Summary of the 31 August 2014 election results for the Landtag of Saxony
| Party |  | Votes | % | +/- | Seats | +/- | Seats % |
|---|---|---|---|---|---|---|---|
|  | Christian Democratic Union (CDU) | 645,515 | 39.4 | −0.8 | 59 | +1 | 46.8 |
|  | The Left (Linke) | 309,581 | 18.9 | −1.7 | 27 | −2 | 21.4 |
|  | Social Democratic Party (SPD) | 202,396 | 12.4 | +2.0 | 18 | +4 | 14.3 |
|  | Alternative for Germany (AfD) | 159,611 | 9.7 | New | 14 | New | 11.1 |
|  | Alliance 90/The Greens (Grüne) | 93,857 | 5.7 | −0.7 | 8 | −1 | 6.4 |
|  | National Democratic Party (NPD) | 81,051 | 4.9 | −0.7 | 0 | −8 | 0 |
|  | Free Democratic Party (FDP) | 61,840 | 3.8 | −6.2 | 0 | −14 | 0 |
|  | Free Voters (FW) | 26,434 | 1.6 | +0.2 | 0 | ±0 | 0 |
|  | Human Environment Animal Protection Party (Tierschutz) | 18,611 | 1.1 | −1.0 | 0 | ±0 | 0 |
|  | Pirate Party Germany (Piraten) | 18,157 | 1.1 | −0.8 | 0 | ±0 | 0 |
|  | Others | 20,547 | 1.3 |  | 0 | ±0 | 0 |
| Total |  | 1,637,499 | 100.0 |  | 126 | −6 |  |
| Voter turnout |  |  | 49.1 | −3.1 |  |  |  |

==Government formation==
Due to the ejection of the FDP from the Landtag, the CDU was forced to seek new coalition partners.
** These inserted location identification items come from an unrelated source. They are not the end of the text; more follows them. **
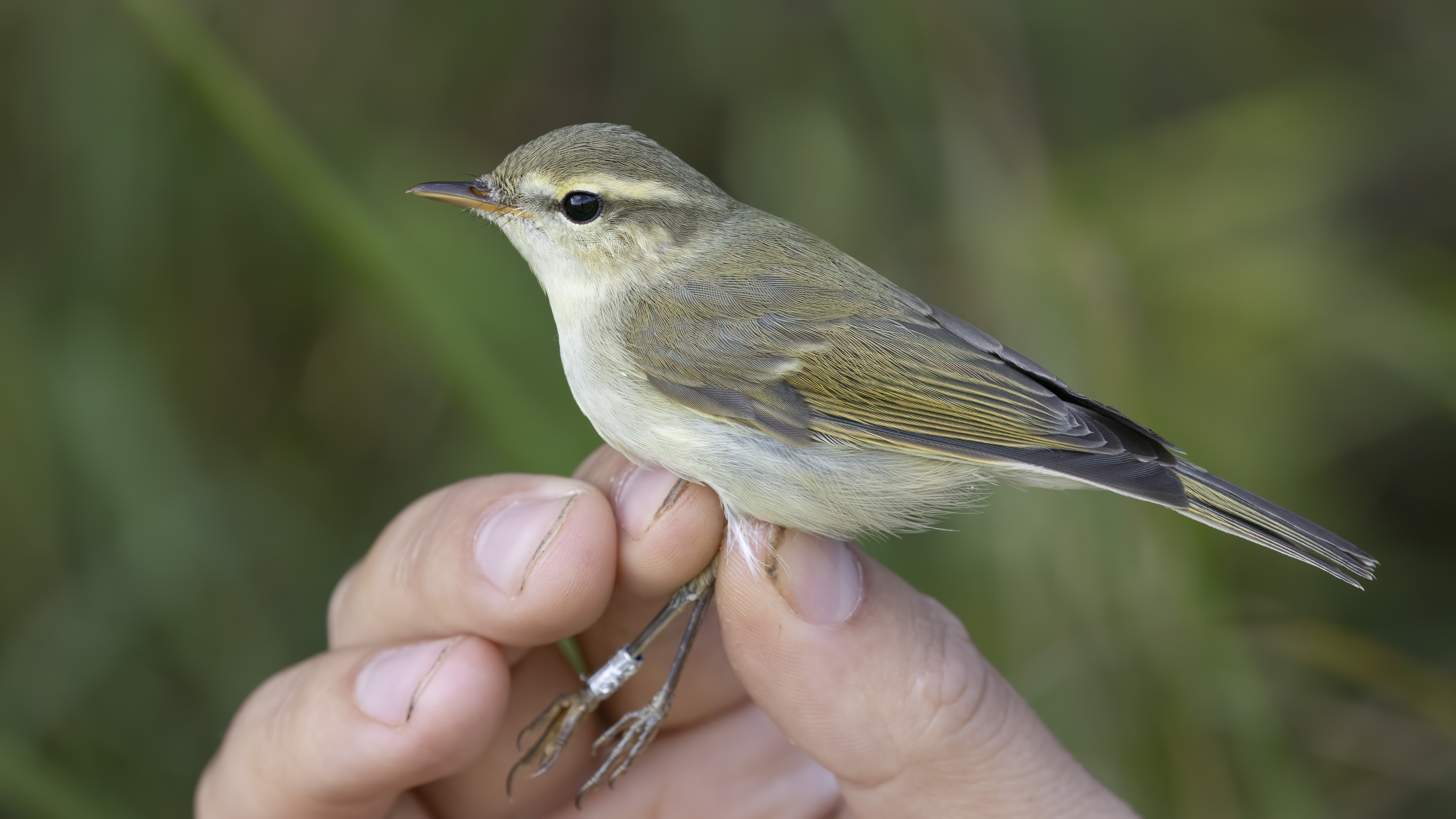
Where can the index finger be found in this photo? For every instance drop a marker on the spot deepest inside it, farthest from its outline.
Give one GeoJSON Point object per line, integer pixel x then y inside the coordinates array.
{"type": "Point", "coordinates": [522, 560]}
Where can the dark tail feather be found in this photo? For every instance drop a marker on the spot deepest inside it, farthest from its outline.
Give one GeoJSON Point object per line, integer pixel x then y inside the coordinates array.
{"type": "Point", "coordinates": [1235, 511]}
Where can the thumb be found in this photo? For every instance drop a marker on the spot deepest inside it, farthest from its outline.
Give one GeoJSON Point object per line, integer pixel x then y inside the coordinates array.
{"type": "Point", "coordinates": [883, 687]}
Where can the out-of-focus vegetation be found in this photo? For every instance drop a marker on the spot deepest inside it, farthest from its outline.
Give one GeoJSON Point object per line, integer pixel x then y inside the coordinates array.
{"type": "Point", "coordinates": [231, 348]}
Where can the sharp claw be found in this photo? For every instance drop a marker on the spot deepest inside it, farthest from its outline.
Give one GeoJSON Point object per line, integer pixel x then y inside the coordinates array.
{"type": "Point", "coordinates": [557, 723]}
{"type": "Point", "coordinates": [632, 732]}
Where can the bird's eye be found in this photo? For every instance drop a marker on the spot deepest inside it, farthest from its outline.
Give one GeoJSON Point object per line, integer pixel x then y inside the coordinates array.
{"type": "Point", "coordinates": [582, 208]}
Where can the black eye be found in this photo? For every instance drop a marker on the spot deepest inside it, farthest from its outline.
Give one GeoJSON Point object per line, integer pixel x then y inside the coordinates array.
{"type": "Point", "coordinates": [582, 208]}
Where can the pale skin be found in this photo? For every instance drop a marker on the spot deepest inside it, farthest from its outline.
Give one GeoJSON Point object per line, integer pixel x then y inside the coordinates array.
{"type": "Point", "coordinates": [828, 687]}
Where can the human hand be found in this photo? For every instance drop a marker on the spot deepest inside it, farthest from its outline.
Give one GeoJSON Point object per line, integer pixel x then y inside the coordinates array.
{"type": "Point", "coordinates": [825, 687]}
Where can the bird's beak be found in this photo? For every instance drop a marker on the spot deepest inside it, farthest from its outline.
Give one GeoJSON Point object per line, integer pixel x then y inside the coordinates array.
{"type": "Point", "coordinates": [464, 194]}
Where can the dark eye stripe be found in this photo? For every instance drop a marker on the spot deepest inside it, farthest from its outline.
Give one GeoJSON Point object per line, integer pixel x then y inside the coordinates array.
{"type": "Point", "coordinates": [582, 206]}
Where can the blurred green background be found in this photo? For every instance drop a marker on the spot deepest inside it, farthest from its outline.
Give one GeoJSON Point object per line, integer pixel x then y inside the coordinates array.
{"type": "Point", "coordinates": [231, 348]}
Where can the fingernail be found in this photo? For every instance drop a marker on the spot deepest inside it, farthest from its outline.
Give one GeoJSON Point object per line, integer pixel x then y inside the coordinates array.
{"type": "Point", "coordinates": [820, 579]}
{"type": "Point", "coordinates": [644, 496]}
{"type": "Point", "coordinates": [515, 535]}
{"type": "Point", "coordinates": [391, 686]}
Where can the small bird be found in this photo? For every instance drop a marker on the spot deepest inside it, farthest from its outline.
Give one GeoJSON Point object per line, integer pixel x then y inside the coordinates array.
{"type": "Point", "coordinates": [740, 352]}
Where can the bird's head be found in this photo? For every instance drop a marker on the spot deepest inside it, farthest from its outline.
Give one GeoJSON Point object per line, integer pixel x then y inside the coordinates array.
{"type": "Point", "coordinates": [593, 202]}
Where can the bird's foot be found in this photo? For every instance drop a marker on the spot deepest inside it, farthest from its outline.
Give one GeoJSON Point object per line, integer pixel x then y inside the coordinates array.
{"type": "Point", "coordinates": [634, 732]}
{"type": "Point", "coordinates": [555, 726]}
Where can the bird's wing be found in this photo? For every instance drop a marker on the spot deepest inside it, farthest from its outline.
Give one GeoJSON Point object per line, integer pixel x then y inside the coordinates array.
{"type": "Point", "coordinates": [781, 352]}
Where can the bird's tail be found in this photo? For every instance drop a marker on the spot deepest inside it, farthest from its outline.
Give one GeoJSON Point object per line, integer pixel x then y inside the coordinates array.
{"type": "Point", "coordinates": [1225, 506]}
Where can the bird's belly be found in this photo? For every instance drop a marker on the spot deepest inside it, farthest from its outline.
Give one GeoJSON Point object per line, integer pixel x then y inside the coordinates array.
{"type": "Point", "coordinates": [829, 489]}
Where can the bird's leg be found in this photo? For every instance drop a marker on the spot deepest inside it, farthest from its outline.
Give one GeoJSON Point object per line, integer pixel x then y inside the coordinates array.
{"type": "Point", "coordinates": [561, 718]}
{"type": "Point", "coordinates": [638, 728]}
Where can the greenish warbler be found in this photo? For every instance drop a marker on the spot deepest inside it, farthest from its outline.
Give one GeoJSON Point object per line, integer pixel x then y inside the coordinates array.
{"type": "Point", "coordinates": [740, 352]}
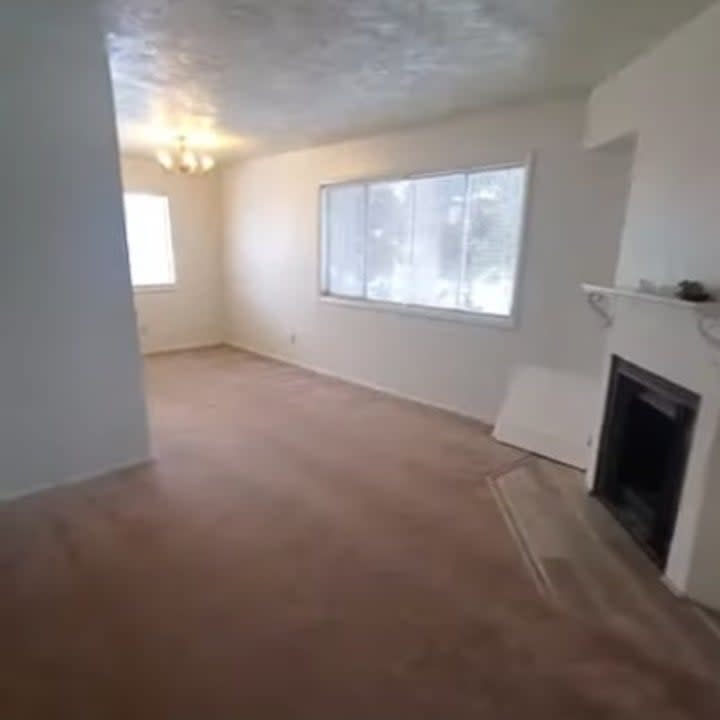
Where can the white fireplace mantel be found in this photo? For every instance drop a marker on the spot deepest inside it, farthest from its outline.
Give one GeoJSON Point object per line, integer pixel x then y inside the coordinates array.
{"type": "Point", "coordinates": [679, 341]}
{"type": "Point", "coordinates": [706, 315]}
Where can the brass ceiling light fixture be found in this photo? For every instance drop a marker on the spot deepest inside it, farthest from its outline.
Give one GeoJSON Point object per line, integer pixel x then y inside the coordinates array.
{"type": "Point", "coordinates": [183, 160]}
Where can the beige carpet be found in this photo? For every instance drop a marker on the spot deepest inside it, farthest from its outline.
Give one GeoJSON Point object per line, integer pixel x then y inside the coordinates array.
{"type": "Point", "coordinates": [302, 549]}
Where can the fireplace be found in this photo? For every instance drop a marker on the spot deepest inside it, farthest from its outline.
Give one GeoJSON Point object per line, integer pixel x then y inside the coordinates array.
{"type": "Point", "coordinates": [644, 446]}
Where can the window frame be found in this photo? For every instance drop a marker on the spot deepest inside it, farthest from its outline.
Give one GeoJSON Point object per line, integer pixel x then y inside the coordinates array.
{"type": "Point", "coordinates": [461, 315]}
{"type": "Point", "coordinates": [154, 287]}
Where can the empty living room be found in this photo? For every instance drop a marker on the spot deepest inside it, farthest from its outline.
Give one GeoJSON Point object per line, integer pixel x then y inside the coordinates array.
{"type": "Point", "coordinates": [360, 359]}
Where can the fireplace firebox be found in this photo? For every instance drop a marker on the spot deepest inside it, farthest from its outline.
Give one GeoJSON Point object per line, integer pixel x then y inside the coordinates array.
{"type": "Point", "coordinates": [644, 446]}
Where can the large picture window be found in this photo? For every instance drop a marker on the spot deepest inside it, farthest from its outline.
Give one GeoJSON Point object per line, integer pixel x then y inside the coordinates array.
{"type": "Point", "coordinates": [149, 238]}
{"type": "Point", "coordinates": [448, 241]}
Minister-President Tillich ruled out a coalition with AfD.

The CDU held exploratory talks with the Greens and the SPD. Talks with the Greens were inconclusive; the Greens claimed that education policy and energy policy were the sticking points. Antje Hermenau, the Greens' lead candidate, then resigned on 20 September.

Coalition talks began on 19 September between the CDU and the SPD. On 9 November 2014, the SPD announced that 82.2% of its members had voted in favour of the coalition agreement between the CDU and SPD.